Ciprofloxacin resistance and tolerance of Pseudomonas aeruginosa ocular isolates

Cont Lens Anterior Eye. 2023 Jun;46(3):101819. doi: 10.1016/j.clae.2023.101819. Epub 2023 Feb 1.

Abstract

Purpose: Tolerance to antibiotics may occur due to changes in bacterial growth patterns and can be a precursor to development of resistance. However, there is a lack of information on the ability of ocular bacteria isolates to develop tolerance. This paper explores the tolerance to 8 different antibiotics of 61 microbial keratitis isolates of Pseudomonas aeruginosa from Australia and India using the MBC/MIC ratio, with tolerance defined by a ratio ≥ 32, and tolerance to ciprofloxacin by an agar diffusion assay.

Methods: Antibiotics used were ciprofloxacin, levofloxacin, gentamicin, tobramycin, piperacillin, imipenem, ceftazidime and polymyxin B. Isolates were sourced from microbial keratitis infections in Australia and India. Minimum bactericidal and minimum inhibitory concentration (MBC and MIC) were obtained using broth microdilution and compared to breakpoints from the Clinical Laboratory Standards Institute (CLSI) and European Committee on Antimicrobial Susceptibility Testing (EUCAST) to determine bacterial susceptibility. Tolerance was assessed as MBC/MIC ≥ 32. An alternative method for tolerance detection (TD) was assessed with 13P. aeruginosa sensitive isolates by agar disk diffusion assay of ciprofloxacin followed by application of glucose to the agar and observation of re-growth of colonies.
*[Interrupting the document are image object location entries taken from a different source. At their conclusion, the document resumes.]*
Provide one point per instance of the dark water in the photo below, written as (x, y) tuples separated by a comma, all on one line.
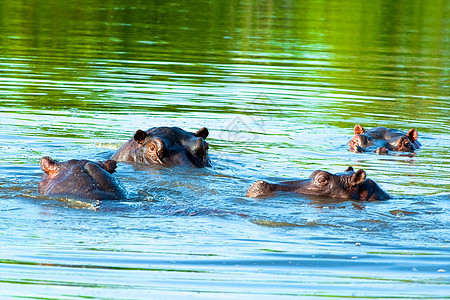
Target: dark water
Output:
[(280, 85)]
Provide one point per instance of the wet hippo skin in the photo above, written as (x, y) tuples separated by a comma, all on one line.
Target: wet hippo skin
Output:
[(80, 179), (382, 140), (168, 146), (348, 185)]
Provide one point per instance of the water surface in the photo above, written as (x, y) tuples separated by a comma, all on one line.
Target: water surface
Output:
[(280, 85)]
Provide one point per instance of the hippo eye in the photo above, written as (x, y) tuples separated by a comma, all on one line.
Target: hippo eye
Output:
[(322, 180)]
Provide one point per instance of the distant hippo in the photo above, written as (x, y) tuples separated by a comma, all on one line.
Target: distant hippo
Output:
[(80, 179), (168, 146), (381, 140), (348, 185)]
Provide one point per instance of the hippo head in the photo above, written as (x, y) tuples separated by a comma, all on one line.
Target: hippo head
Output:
[(171, 146), (347, 185), (405, 143), (79, 178)]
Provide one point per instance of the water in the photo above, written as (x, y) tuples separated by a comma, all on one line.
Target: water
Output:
[(280, 85)]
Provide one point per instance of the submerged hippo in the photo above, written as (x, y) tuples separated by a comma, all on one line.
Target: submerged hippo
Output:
[(166, 146), (80, 179), (348, 185), (381, 140)]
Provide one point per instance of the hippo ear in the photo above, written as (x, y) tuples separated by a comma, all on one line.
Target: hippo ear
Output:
[(140, 136), (48, 165), (358, 178), (358, 129), (412, 135), (110, 166), (202, 132)]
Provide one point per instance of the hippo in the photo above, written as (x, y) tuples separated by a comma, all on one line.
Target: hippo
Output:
[(82, 179), (348, 185), (382, 140), (167, 146)]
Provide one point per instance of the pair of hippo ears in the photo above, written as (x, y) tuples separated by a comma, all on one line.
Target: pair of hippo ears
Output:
[(412, 134), (140, 135)]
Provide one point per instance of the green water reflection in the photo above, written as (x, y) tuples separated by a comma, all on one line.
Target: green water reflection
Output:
[(68, 54)]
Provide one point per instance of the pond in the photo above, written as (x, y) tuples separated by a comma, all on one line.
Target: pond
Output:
[(280, 86)]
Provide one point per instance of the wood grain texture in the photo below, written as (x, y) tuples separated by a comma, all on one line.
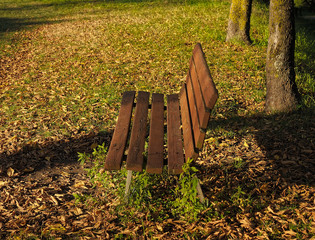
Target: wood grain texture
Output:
[(210, 93), (156, 139), (138, 133), (174, 136), (188, 136), (118, 143), (198, 134)]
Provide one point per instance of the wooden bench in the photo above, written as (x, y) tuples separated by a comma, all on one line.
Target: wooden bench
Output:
[(187, 116)]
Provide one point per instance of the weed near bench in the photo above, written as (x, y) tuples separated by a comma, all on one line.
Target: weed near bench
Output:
[(157, 196)]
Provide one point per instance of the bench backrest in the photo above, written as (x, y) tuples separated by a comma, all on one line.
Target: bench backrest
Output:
[(197, 98)]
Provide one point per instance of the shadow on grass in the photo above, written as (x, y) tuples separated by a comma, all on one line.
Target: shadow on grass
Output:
[(16, 24), (286, 140), (53, 154)]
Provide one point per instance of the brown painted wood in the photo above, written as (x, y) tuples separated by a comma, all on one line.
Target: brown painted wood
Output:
[(138, 133), (203, 112), (174, 136), (189, 142), (208, 88), (156, 139), (199, 134), (118, 143)]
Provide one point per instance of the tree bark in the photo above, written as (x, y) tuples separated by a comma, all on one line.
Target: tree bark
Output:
[(239, 21), (282, 93)]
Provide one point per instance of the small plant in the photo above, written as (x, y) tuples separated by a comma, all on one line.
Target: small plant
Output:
[(152, 195), (187, 203)]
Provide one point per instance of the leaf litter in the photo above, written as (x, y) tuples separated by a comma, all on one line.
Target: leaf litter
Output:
[(256, 170)]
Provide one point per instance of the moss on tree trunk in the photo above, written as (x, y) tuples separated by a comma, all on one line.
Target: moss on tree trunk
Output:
[(282, 94), (239, 21)]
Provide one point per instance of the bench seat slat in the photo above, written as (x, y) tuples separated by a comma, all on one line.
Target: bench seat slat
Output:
[(138, 133), (174, 136), (189, 144), (118, 143), (156, 139)]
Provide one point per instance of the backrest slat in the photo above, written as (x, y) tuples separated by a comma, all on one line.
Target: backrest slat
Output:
[(209, 91), (201, 95), (193, 108), (189, 142)]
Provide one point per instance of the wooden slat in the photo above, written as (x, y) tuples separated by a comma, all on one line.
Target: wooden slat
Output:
[(118, 143), (199, 135), (189, 143), (138, 133), (174, 139), (208, 88), (203, 111), (156, 139)]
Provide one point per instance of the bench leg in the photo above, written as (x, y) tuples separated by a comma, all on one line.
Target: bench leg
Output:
[(128, 182), (199, 191)]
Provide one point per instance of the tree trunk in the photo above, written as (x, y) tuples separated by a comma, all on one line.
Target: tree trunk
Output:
[(239, 21), (282, 93)]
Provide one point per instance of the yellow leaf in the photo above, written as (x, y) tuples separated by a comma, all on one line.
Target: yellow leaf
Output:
[(10, 172), (94, 145)]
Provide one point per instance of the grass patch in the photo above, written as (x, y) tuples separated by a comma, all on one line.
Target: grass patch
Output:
[(64, 65)]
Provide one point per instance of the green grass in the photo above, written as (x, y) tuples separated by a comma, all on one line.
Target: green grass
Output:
[(64, 65)]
Results: Thirty-three isolates were resistant to imipenem, 20 to ciprofloxacin, 14 to tobramycin and piperacillin, 12 to levofloxacin and ceftazidime, 8 to gentamicin, and 5 to polymyxin B. The percentage of strains resistant to levofloxacin (7 vs 30 %; p = 0.023), gentamicin (0 vs 24 %; p = 0.005) and tobramycin (4 vs 33 %; p = 0.004) was significantly greater in isolates from India.On average, strains from India exhibited notably greater MIC and MBC values compared to strains obtained from Australia. Out of 61 isolates, none displayed an MBC/MIC ratio ≥ 32. However, three sensitive isolates had low tolerance, nine had medium tolerance and one had high tolerance to ciprofloxacin with the TDtest.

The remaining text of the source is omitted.